Interventional GI

What is Interventional GI?

UVA Interventional Endoscopy in the Division of Gastroenterology and Hepatology is staffed by physicians Bryan Sauer, Vanessa Shami, Daniel Strand, Dushant Uppal, Andrew Wang, and James Sheiman. Together, they offer experienced consultative care for patients with luminal, pancreatico-biliary and oncologic disorders of the gastrointestinal (GI) tract.

UVA Interventional Endoscopy utilizes innovative and specialized endoscopic procedures to achieve its goal of providing advanced patient care of the highest quality. Patients are referred to us from the mid-Atlantic region and from across the country for some of these advanced procedures.

UVA Interventional Endoscopy, in collaboration with other faculty members in the Division of Gastroenterology and Hepatology, offer the following:

Diagnostic Endoscopy

Diagnostic endoscopies are performed to visualize the GI tract in order to diagnose abnormal conditions. If abnormal conditions are discovered, they may be treated medically, surgically, or endoscopically.

In a diagnostic GI endoscopy, physicians use endoscopes — sophisticated instruments with a thin, flexible tube equipped with a tiny camera and light — to see inside the GI tract. The endoscope is inserted through the mouth or rectum. When abnormalities such as polyps, ulcers, or strictures are found, a biopsy — a procedure to collect a tissue sample — may be performed. The results will then guide medical treatment. When precancerous polyps are found, the diagnostic endoscopy may then be followed by a therapeutic endoscopy, during which the polyp is removed, with the aim of reducing the risk of cancer developing in the digestive tract in the future.

Interventional Endoscopy

In addition to diagnostic procedures, UVA Interventional Endoscopy offers advanced endoscopic procedures, such as:

  • Endoscopic ultrasound (EUS) with fine-needle aspiration (FNA)
  • Endoscopic retrograde cholangiopancreatography (ERCP)
  • Advanced polypectomy, including
    • Endoscopic mucosal resection (EMR)
    • Endoscopic submucosal dissection (ESD).

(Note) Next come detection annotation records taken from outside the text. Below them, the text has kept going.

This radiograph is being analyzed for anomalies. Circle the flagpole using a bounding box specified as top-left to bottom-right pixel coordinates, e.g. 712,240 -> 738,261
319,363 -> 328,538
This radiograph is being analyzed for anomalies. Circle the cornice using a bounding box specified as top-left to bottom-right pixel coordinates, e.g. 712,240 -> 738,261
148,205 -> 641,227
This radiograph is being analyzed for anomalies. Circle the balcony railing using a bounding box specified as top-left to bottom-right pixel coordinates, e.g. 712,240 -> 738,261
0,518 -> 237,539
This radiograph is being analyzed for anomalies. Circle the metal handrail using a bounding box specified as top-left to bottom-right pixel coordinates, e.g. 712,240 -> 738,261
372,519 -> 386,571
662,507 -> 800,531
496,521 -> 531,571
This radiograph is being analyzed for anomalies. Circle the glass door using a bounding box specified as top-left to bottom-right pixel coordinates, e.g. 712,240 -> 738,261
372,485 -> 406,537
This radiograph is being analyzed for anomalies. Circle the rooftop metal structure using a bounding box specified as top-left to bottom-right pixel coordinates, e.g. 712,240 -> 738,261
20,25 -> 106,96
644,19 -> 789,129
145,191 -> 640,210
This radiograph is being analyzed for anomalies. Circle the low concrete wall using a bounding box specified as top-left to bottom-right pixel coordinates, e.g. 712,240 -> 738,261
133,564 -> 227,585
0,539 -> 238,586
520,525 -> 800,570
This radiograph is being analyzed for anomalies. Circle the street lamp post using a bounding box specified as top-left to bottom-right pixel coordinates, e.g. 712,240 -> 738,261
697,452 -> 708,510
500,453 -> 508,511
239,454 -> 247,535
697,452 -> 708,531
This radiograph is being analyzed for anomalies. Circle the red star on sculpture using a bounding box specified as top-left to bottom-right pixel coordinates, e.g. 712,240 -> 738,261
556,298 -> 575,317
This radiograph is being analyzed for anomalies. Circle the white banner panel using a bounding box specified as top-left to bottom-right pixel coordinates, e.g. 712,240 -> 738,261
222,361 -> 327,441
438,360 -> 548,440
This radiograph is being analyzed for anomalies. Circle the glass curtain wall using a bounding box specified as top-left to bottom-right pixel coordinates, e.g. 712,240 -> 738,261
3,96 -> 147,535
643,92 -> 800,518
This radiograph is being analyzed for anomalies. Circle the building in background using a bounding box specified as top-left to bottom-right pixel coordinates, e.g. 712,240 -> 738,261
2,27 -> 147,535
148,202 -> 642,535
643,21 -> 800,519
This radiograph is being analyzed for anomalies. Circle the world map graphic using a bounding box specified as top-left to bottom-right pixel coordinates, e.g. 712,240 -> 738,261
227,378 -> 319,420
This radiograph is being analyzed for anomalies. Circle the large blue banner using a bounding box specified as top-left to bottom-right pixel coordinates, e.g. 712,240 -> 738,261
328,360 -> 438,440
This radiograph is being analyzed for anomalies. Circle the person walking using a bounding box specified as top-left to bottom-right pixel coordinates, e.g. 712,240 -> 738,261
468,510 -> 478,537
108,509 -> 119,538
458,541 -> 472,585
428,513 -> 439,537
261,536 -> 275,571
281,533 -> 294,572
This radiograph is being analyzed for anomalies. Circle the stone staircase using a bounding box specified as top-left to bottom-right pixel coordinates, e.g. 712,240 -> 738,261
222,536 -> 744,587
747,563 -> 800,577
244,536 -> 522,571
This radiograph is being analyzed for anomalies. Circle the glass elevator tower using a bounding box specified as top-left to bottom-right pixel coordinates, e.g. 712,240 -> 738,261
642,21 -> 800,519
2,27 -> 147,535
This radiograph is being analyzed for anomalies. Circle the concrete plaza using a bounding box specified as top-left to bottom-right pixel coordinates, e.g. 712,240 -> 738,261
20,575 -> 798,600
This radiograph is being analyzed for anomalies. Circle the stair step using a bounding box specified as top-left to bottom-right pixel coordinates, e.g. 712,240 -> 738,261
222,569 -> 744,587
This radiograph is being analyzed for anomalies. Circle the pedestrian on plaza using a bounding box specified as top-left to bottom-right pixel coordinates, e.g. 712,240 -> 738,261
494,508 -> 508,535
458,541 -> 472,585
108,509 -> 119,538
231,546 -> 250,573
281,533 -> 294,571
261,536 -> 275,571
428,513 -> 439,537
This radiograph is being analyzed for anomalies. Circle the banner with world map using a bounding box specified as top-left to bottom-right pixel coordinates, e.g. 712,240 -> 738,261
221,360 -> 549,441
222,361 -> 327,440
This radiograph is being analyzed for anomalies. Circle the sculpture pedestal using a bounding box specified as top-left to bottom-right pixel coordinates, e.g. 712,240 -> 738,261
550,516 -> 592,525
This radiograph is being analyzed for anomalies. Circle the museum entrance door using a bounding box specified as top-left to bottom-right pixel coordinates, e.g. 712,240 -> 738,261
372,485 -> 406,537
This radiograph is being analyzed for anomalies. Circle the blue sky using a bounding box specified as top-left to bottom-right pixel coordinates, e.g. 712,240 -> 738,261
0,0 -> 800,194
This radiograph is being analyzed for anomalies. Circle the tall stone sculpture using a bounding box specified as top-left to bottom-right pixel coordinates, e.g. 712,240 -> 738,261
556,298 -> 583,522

We also offer an array of ablative endoscopic procedures, including:

  • Radiofrequency ablation (RFA) and photodynamic therapy (PDT) for Barrett’s esophagus and cancers of the bile ducts or pancreas
  • Laser lithotripsy for difficult-to-remove stones in the bile duct or pancreas duct.

Finally, for patients who have incurable cancer we offer palliative endoluminal stenting of the esophagus, duodenum, bile ducts, pancreatic duct, colon, and rectum, in order to help them achieve the best possible quality of life.